23 August 2005

T-minus 11.25 hours.

I'm getting a haircut. In just under twelve hours I will have some random Sophie running her fingers through my hair, trying her darndest to make me look respectable.

Here's the thing though... Sophie is a "trainee" hairdresser. Now, let me get one thing straight -- I don't normally go to "hairdressers". I go to the cheapest damn place to get some large, cigarette stained fingers to snip away at my locks with these horribly dull scissors. This time, however, I'm going to Sophie. It's a free haircut, at a proper salon, and my haircut might make or break Sophie's soon-to-be booming career. She's going to be judged on speed, accuracy, and probably her answer to "How would you bring peace to the world?" Apparently this whole ordeal is going to take upwards of one hour.

Don't get me wrong, my best ever haircut in the entire world has been by a trainee hairdresser. That, however, was in the fashion capital of the world: London, England. And that haircut was in one of the trendiest parts of London, that being Notting Hill. Now, I know it's not fair to compare Christchurch, New Zealand, with London, England, but...... COME ON! I just hope Sophie doesn't massacre me and make me even more unattractive to women.

I know I shouldn't complain. It's a free haircut, whereas normally if one was to go to this particular salon it might cost me upwards of $39.90 (by the guide, anyway).

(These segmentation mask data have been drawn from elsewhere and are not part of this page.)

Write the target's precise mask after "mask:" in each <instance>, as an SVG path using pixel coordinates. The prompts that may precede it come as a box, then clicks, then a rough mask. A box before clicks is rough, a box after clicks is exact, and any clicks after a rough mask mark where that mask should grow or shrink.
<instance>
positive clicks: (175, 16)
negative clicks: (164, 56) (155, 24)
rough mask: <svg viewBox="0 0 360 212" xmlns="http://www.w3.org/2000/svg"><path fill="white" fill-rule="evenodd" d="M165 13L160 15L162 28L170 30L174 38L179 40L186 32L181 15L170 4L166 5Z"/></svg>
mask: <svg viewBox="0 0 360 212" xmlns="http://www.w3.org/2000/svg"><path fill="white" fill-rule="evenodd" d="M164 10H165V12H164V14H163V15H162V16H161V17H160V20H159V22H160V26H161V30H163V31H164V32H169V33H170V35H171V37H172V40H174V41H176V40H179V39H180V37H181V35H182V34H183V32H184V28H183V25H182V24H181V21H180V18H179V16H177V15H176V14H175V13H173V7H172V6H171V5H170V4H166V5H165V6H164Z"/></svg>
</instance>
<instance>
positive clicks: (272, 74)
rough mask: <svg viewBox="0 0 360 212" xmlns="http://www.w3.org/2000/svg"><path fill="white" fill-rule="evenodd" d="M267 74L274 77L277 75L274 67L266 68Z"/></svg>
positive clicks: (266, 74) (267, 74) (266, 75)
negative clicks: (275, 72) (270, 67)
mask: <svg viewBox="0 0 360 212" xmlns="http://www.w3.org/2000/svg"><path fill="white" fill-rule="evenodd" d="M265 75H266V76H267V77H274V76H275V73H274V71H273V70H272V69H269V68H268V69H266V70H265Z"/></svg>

I just get nervous about people deciding what I'm going to look like for possibly the next three months, or until I run straight out and pay my normal $10 for Jerry, or Ralph, or whoever, to shave me bald...

2 comments:

Captain M said...

Jesus Adam, Your new hair looks fuckin' amazing!

Myles Legacy said...

Go for the buddhist monk look Adam and shave your melon bald... It's dead sexy over here in Korea, and you'll be mackin' all the ladies sooner than you can say, "Ohmmmmmmmmmmm".